Description
As we all know,a palindrome number is the number which reads the same backward as forward,such as 666 or 747.Some numbers are not the palindrome numbers in decimal form,but in other base,they may become the palindrome number.Like 288,it’s not a palindrome number under 10-base.But if we convert it to 17-base number,it’s GG,which becomes a palindrome number.So we define an interesting function f(n,k) as follow:
f(n,k)=k if n is a palindrome number under k-base.
Otherwise f(n,k)=1.
Now given you 4 integers L,R,l,r,you need to caluclate the mathematics expression $\sum_{i=L}^{R}\sum_{j=l}^{r}f(i,j)$ .
When representing the k-base(k>10) number,we need to use A to represent 10,B to represent 11,C to repesent 12 and so on.The biggest number is Z(35),so we only discuss about the situation at most 36-base number.
Input
The first line consists of an integer T,which denotes the number of test cases.

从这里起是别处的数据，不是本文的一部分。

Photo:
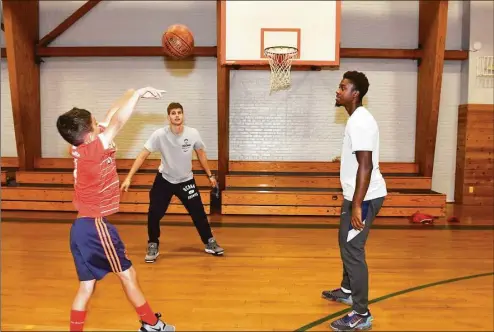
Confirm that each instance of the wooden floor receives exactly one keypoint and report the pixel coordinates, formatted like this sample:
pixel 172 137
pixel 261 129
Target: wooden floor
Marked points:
pixel 271 278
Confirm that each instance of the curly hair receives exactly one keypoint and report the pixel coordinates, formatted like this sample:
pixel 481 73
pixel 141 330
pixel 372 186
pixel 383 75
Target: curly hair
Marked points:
pixel 359 81
pixel 74 125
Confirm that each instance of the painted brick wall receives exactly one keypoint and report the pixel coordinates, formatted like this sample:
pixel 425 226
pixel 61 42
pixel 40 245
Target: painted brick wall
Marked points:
pixel 95 83
pixel 301 124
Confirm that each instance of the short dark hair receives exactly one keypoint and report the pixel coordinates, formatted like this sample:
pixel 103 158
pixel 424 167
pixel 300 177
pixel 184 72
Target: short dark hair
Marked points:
pixel 74 125
pixel 173 106
pixel 359 81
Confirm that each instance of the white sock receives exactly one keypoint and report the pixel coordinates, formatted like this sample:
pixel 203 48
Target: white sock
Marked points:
pixel 346 291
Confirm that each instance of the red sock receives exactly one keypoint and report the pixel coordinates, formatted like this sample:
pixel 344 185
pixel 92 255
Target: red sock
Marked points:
pixel 77 319
pixel 146 314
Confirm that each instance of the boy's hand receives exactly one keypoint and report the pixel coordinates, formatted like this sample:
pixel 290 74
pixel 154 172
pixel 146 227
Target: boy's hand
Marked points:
pixel 150 92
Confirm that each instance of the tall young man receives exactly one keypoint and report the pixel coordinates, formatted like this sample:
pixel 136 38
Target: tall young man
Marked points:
pixel 175 177
pixel 364 190
pixel 95 243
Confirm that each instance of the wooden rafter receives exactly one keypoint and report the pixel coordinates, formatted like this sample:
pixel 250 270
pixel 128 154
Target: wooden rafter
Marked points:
pixel 433 19
pixel 21 34
pixel 223 91
pixel 67 23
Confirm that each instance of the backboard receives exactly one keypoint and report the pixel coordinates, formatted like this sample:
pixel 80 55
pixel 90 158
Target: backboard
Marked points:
pixel 248 27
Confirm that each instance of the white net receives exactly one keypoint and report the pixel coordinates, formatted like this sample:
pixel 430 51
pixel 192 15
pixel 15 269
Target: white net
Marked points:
pixel 280 60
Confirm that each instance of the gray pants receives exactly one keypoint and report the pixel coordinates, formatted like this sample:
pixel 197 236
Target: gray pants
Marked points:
pixel 355 273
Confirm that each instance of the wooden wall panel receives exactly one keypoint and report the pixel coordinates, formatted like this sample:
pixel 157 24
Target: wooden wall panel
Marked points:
pixel 433 19
pixel 474 183
pixel 21 19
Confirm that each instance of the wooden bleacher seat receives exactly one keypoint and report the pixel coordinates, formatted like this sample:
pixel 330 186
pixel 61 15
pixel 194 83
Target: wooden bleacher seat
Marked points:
pixel 313 189
pixel 4 177
pixel 50 188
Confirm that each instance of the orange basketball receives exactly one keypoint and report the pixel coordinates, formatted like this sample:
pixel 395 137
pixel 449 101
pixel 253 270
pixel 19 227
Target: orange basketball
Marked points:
pixel 178 41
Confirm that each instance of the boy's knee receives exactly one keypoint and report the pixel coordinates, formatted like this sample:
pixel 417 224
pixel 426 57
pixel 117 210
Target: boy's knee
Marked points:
pixel 128 275
pixel 87 287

In the following T lines,each line consists of 4 integers L,R,l,r.
$(1≤T≤10^5,1≤L≤R≤10^9,2≤l≤r≤36)$
Output
For each test case, output the answer in the form of “Case #i: ans” in a seperate line.
Sample Input
3
1 1 2 36
1 982180 10 10
496690841 524639270 5 20
Sample Output
Case #1: 665
Case #2: 1000000
Case #3: 447525746
题意
求 L 到 R 之间所有数在 l 到 r 进制中是否是回文数的贡献和。
思路
回文数的个数其实是有规律的,假设在 $k$ 进制下:
$1$ 位回文数: $k^1-k^0$ 个
$2$ 位回文数: $k^1-k^0$ 个
$3$ 位回文数: $k^2-k^1$ 个
$4$ 位回文数: $k^2-k^1$ 个
$5$ 位回文数: $k^3-k^2$ 个
…
于是我们可以考虑枚举进制 $[l,r]$ ,计算 $[1,R]$ 与 $[1,L-1]$ 之间有多少个回文数。
对于每一个进制 $k$ ,我们设 $tot$ 为数 $x$ 在 $k$ 进制下的位数。
首先可以根据上面的规律求得 $tot-1$ 位以下的 $k$ 进制回文数有多少个。
假设 $x=12345$ ,显然,对于长度为 $tot$ 位的回文数,受到约束的范围是在回文对称轴的左边,即 $123$ ,也就是说它的大小约束了当前长度下回文数的个数,其结果与之前的计算方法类似,即 $123-100$ ,代表对称轴左边可以是 $[100,122]$ 总共 $23$ 种情况,那什么时候在左边可以出现 $123$ 呢?
可以看出,如果 $12321<12345$ 成立即可。 综上,分别求得区间 $[1,R]$ 的回文个数与 $[1,L-1]$ 的回文个数,然后根据函数 $f$ 计算做差即可。
AC 代码
#include <bits/stdc++.h>
using namespace std;
typedef __int64 LL;
const int maxn = 40;
int num[maxn];
LL solve(LL x,int k)
{
if(x==0)return 0;
LL i=x,tot=0;
while(i)
{
num[tot++]=i%k;
i/=k;
}
LL p=0,sum=1,cnt=0,base=k,left;
for(int i=1; i<tot; i++)
{
cnt+=base-sum;
if(i%2==0)
{
sum=base;
base*=k;
}
}
for(int i=tot-1; i>=tot/2; i--)
p = p * k + num[i];
left = p;
for(int i=tot/2+(tot&1); i<tot; i++)
p = p * k + num[i];
cnt+=left-sum + (p<=x);
return cnt*(k-1)+x;
}
int main()
{
int T;
cin>>T;
for(int ti=1; ti<=T; ti++)
{
LL L,R,ans=0;
int l,r;
cin>>L>>R>>l>>r;
for(int i=l; i<=r; i++)
ans+=solve(R,i)-solve(L-1,i);
cout<<"Case #"<<ti<<": "<<ans<<endl;
}
return 0;
}